REFLECTIONS ON A NUDIST BEACH
This is a sunny, enlightened time. The surf’s a song. The sun singes.
Childhood skin burns now precancerous, best to biopsy. I’d interrogate
my weight & wobble, but my knees & hips have betrayed me.
A fanny pack of prescription drugs & happy hour cocktails of multivitamins,
probiotics, & gummies to relax is all the rage. I use to be skinny but added
a stone’s heft with each baby’s birth. My man boobs are no longer penny-flat,
but Botox tightens baggy sags. A hat covers a tonsure; chin wattle’s
bearded. To camouflage is human.
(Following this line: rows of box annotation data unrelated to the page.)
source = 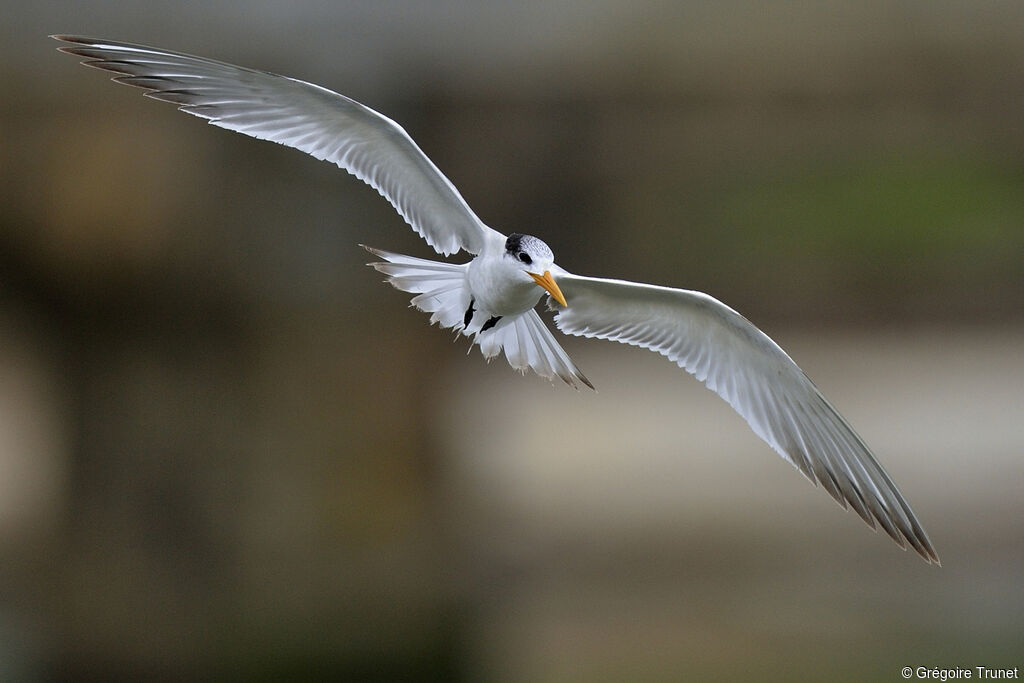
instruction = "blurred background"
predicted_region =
[0,0,1024,681]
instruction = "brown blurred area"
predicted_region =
[0,0,1024,681]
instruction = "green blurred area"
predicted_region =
[0,0,1024,681]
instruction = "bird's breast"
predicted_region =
[466,256,544,315]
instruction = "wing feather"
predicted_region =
[555,269,939,564]
[54,36,500,255]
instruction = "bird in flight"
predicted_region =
[53,35,939,564]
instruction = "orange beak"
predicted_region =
[526,270,568,306]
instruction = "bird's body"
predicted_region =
[54,36,939,564]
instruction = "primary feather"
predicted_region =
[54,36,495,255]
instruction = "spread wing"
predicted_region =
[54,36,498,255]
[555,269,939,564]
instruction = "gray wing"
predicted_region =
[53,36,498,255]
[554,269,939,564]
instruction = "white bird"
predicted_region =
[53,36,939,564]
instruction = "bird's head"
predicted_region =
[505,232,567,306]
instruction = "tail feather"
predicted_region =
[364,246,594,389]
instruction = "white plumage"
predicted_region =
[54,36,939,564]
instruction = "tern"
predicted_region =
[52,35,939,564]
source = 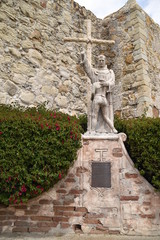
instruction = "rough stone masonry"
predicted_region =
[0,0,160,118]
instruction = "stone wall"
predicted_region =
[0,134,160,236]
[0,0,98,113]
[0,0,160,118]
[103,0,160,117]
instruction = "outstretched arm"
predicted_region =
[81,50,94,83]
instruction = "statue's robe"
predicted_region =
[83,59,115,133]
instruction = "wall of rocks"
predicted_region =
[0,0,98,113]
[103,0,160,118]
[0,0,160,118]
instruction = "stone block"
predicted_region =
[20,92,35,104]
[55,94,68,108]
[4,80,18,96]
[12,227,29,233]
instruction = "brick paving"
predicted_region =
[0,234,160,240]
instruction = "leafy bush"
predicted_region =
[0,105,82,204]
[80,115,160,190]
[115,117,160,190]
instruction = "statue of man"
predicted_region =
[81,51,117,133]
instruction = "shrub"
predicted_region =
[115,117,160,190]
[0,105,82,204]
[80,115,160,190]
Flomax helps pee, Melatonin sleep.
I’m forgetting something, pre-dementia. The roto-rooter to stent arteries
opens questions of mortality & the blues. To reach an age in life & shrink,
is unfair. & if not virile, there’s pills for erectile tomfoolery. I’m talking about
that other guy, the Alpha hunk of masculinity, the naked porcine ass
peacocking on the beach while I, a walking miracle of medical science,
flaunt my whitening-striped teeth, most of the time wearing pants.
FISH ON FRIDAY
To be from an island where, once, eating meat on Fridays
was a transgression and to not eat fish was downright willful:
Every Friday, on the way home after the usual blood tests
in Temple Street Hospital, Ma would ask, Would you not try
a bit of fish, Pet? Daddy bought some lovely fresh cod
off the boat in Howth. She’d try hook me with a sweet treat bribe.
As the stinky fish fried on the pan, I gagged as if a scale bone
was still caught in my throat.
Philip Byrne was born and raised in Dublin, Ireland. He lives in Westchester, New York. He has been the poetry editor of Inkwell Magazine out of Manhattanville University. Recent poems are in The Beach Chair Press, The Raven Review, The Argyle, The Soliloquist, The Westchester Review, The Orchards Poetry Journal, and Anthropocene. While love and loss are themes, his writing captures snippets of sustenance and joy in language.